むしろ役立つのは、少し遅れても回る形にしておくことです。朝は家を出る時刻をぎりぎりにしない、夕方は終業直後に園へ向かう前提で買い物を入れない、翌日の持ち物準備を前夜に寄せる。こうした工夫は派手ではありませんが、毎日の再現性があります。

もしこれから働き方を選ぶ段階なら、自分が無理なく回せる条件から逆算する方が安全です。登園後に職場へ着くまで最低何分必要か、終業後に園へ間に合うための上限時刻は何時か。この線を先に出しておくと、応募してよい仕事が絞りやすくなります。

コールセンター求人は、時給より先に時間条件を見る

このブログで特に大事なのは、送迎の組み方を仕事選びにどうつなげるかです。コールセンターは、固定シフトの職場もあれば、交替制や遅番、土日祝勤務が前提の職場もあります。24時間365日対応の職場もあり、一括で「子育てと両立しやすい」とは言えません。

だから、求人票を見るときは時給や在宅可否だけで決めない方が安全です。確認したいのは、始業時刻が園の利用可能時間に収まるか、終業後にお迎えへ間に合うか、研修期間も同じ時間帯で進むか、遅番を避けられるか、残業はどの程度あるか、欠勤や早退の連絡ルールは厳しすぎないか、という点です。

短時間勤務や残業免除などの制度が使えるかも、面接や応募前の確認材料になります。コールセンターは一見すると時間が読みやすそうに見えることがありますが、実際には職場差がかなり大きい仕事です。送迎が破綻しにくいかどうかは、「コールセンターだから」ではなく、その求人の時間設計で見る必要があります。

それでも厳しいなら、段取りではなく条件の見直しを考える

ここまで準備しても、なお厳しいケースはあります。園の開所時間と勤務時刻がどうしても噛み合わない、通勤時間が長く、少しの遅延で迎えに間に合わない、家庭内で朝夕の担当をほとんど分けられない、バックアップ支援が地域的に使いにくい。こうした条件が重なると、時間の組み方だけで解決するのは難しくなります。

その場合は、自分の段取りが悪いと考えるより、働き方の条件が合っていない可能性を疑った方がよいです。勤務時間を短くする、始業の遅い求人を選ぶ、通勤時間の短い職場を優先する、研修期間の拘束が重い仕事を避ける。こうした見直しは遠回りに見えても、結果として破綻を減らしやすくなります。

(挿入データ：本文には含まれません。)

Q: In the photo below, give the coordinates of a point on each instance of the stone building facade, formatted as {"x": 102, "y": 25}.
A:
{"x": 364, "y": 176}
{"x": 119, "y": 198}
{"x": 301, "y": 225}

保育園の送迎は、気合いで乗り切るものというより、先に詰まりやすい条件を外していく作業に近いです。朝と夕方が不安なときは、まず次の4つを書き出してみてください。

  • 園の利用可能時間
  • 仕事の始業終業と通勤時間
  • 家庭内の朝担当と夕担当
  • 病欠や残業時に動けるバックアップ

不安が「何となく大変」から「どこが詰まるか」に変わるだけでも、次の判断はかなりしやすくなります。

次の一歩としては、求人を見る前に、園の利用可能時間と自宅から園・職場までの移動時間を書き出し、朝に家を出られる最遅時刻と、夕方に園へ着かなければいけない最遅時刻を出してみてください。その線を超える仕事を外すだけでも、送迎が破綻しにくい働き方に近づきます。